L’obiettivo finale è arrivare a copiare l’esempio francese, dove dal 2007 le attività di volontariato non solo vengono inserite nel curriculum personale, ma servono anche a giovani e disoccupati a trovare lavoro più facilmente. Il tutto grazie al “Passeport benevole”, in cui vengono certificate e garantite le proprie prestazioni del settore. Su 14 milioni di persone, tanti sono i volontari in Francia, oltre 800mila hanno il passaporto. Funziona allo stesso modo più o meno anche in Germania, Svizzera, Estonia e Austria.

La mia speranza è quella che si possa promuovere una azione volta ad attirare il maggior numero di giovani, ma anche quella di dare una mano in questo periodo di crisi. Di effetti benefici del volontariato parla anche il Cev, il centro europeo del volontariato, che afferma come per ogni euro impiegato nelle organizzazioni del settore, si producono servizi e si crea un valore pari a oltre 13 volte il denaro investito.

Non è però così semplice arrivare a organizzare tutto il percorso per l’istituzione del ‘Passaporto’: almeno in Italia, bisogna prima sfidare lo scetticismo dei dirigenti scolastici. Per questo ho scritto al provveditore agli studi.

Non solo i dirigenti scolastici sono il problema da risolvere. Poi bisognerà seguire un tavolo tecnico con docenti, dirigenti e rappresentanti delle associazioni di categoria per stabilire le linee guida e progettare insieme i percorsi di volontariato. Attraverso il passaporto vorrei incentivare i ragazzi a entrare nel terzo settore. Sarebbe per questo utile magari ricorrere al tema dell’Expo così da rendere l’argomento più affascinante per i ragazzi. Un’iniziativa volta ad coinvolgere di più i ragazzi nel mondo del volontariato, farebbe bene prima di tutto a loro.

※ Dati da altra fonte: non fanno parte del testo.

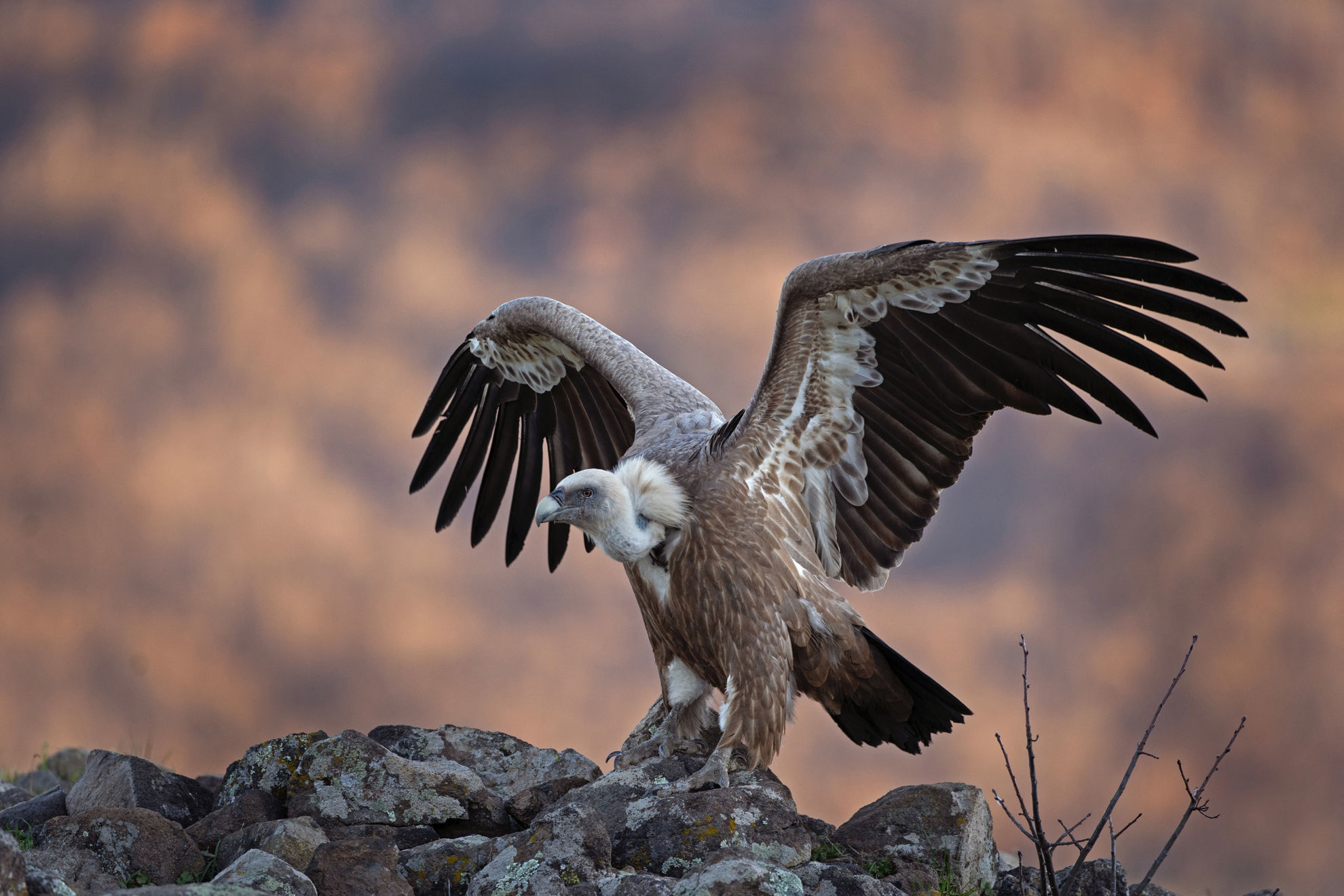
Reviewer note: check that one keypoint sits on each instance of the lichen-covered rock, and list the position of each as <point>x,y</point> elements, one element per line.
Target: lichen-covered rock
<point>267,766</point>
<point>41,781</point>
<point>115,842</point>
<point>267,874</point>
<point>33,813</point>
<point>529,778</point>
<point>671,834</point>
<point>198,890</point>
<point>252,808</point>
<point>739,872</point>
<point>842,879</point>
<point>12,794</point>
<point>633,884</point>
<point>363,867</point>
<point>566,846</point>
<point>115,779</point>
<point>291,840</point>
<point>14,870</point>
<point>1096,879</point>
<point>403,837</point>
<point>46,883</point>
<point>69,764</point>
<point>445,867</point>
<point>356,781</point>
<point>1153,890</point>
<point>932,825</point>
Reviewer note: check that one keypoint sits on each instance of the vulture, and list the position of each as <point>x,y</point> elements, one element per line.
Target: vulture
<point>884,366</point>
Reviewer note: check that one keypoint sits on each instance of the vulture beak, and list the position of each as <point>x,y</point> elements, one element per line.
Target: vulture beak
<point>550,506</point>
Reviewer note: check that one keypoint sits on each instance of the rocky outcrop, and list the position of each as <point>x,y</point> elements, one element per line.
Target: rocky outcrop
<point>113,779</point>
<point>459,812</point>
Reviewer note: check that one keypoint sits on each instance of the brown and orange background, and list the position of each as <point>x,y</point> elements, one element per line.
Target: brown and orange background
<point>238,240</point>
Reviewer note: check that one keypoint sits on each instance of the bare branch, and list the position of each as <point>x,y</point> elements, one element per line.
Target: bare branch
<point>1124,782</point>
<point>1193,808</point>
<point>1047,867</point>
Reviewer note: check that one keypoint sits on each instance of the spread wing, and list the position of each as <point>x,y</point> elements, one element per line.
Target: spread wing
<point>887,363</point>
<point>538,378</point>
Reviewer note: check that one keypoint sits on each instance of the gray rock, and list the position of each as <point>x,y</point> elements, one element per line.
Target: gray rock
<point>291,840</point>
<point>267,766</point>
<point>739,872</point>
<point>12,794</point>
<point>33,813</point>
<point>529,778</point>
<point>358,868</point>
<point>633,884</point>
<point>268,874</point>
<point>1094,879</point>
<point>41,781</point>
<point>356,781</point>
<point>945,825</point>
<point>14,870</point>
<point>403,837</point>
<point>45,883</point>
<point>670,834</point>
<point>115,842</point>
<point>567,846</point>
<point>1153,890</point>
<point>131,782</point>
<point>445,867</point>
<point>252,808</point>
<point>197,890</point>
<point>842,879</point>
<point>69,764</point>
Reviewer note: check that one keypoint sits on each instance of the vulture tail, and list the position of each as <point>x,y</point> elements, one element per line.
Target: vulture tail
<point>898,704</point>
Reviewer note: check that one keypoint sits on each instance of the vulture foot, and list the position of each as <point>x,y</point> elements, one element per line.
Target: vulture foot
<point>713,774</point>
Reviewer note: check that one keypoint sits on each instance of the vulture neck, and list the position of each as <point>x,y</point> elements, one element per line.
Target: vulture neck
<point>648,503</point>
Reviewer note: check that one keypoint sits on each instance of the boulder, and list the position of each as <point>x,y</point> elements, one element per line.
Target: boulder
<point>117,844</point>
<point>403,837</point>
<point>267,766</point>
<point>30,815</point>
<point>252,808</point>
<point>268,874</point>
<point>356,781</point>
<point>942,827</point>
<point>291,840</point>
<point>113,779</point>
<point>358,868</point>
<point>41,781</point>
<point>842,879</point>
<point>1094,879</point>
<point>529,778</point>
<point>445,867</point>
<point>567,846</point>
<point>12,794</point>
<point>69,764</point>
<point>14,870</point>
<point>670,834</point>
<point>739,872</point>
<point>45,883</point>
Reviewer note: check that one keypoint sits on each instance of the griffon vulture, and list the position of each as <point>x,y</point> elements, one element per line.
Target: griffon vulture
<point>884,366</point>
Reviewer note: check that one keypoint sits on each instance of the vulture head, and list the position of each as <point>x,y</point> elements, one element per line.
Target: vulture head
<point>627,512</point>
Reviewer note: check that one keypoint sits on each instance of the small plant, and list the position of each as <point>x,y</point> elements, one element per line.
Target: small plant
<point>879,868</point>
<point>23,836</point>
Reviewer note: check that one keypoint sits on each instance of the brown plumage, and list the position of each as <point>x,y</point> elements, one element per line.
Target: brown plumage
<point>883,369</point>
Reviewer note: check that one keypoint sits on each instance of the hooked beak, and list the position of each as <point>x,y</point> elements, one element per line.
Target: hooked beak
<point>548,507</point>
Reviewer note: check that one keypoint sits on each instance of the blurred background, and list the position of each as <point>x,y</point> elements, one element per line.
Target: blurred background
<point>238,240</point>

L’idea del passaporto del volontariato va in questa direzione. L’importante è che l’iniziativa non si fermi a qualche timbro su un “similpassaporto”. Intendiamoci: già così si tratterebbe di un lungo passo in avanti. Si può, però, fare di più. Esperienze plurime e di lunga data insegnano che chi scopre da giovane l’emozione dell’aiutare gli altri, poi ne ha la vita cambiata. Un altro discorso, sarebbe riconoscere e certificare le competenze che i ragazzi possono acquisire tramite il volontariato. In questo modo, si aiuterebbero i nostri giovani a dare un senso ai momenti difficili della ricerca del lavoro e nello Stesso tempo, ad acquistare esperienze da scrivere nel curriculum. Senza contare, che a qualcuno il non-profit potrebbe davvero offrire opportunità di occupazione (con più forza, intelligenza e tempo si possono, infatti, promuovere attività partecipando a bandi di concorso sia regionali e nazionali e europei). Tutto questo però può essere fatto solo a due condizioni. La volontà politica di portare a termine il progetto. E la collaborazione della scuola. A partire dai dirigenti scolastici.

Sperando possano avere meditato sulla proposta loro inviata due volte, ho proposto un incontro all’assessore e al provveditore per discuterla e li ho invitati ad assumere preventivamente ogni informazione operativa e utile nei Comuni indicati in Italia, che già hanno assunto provvedimenti a favore del passaporto.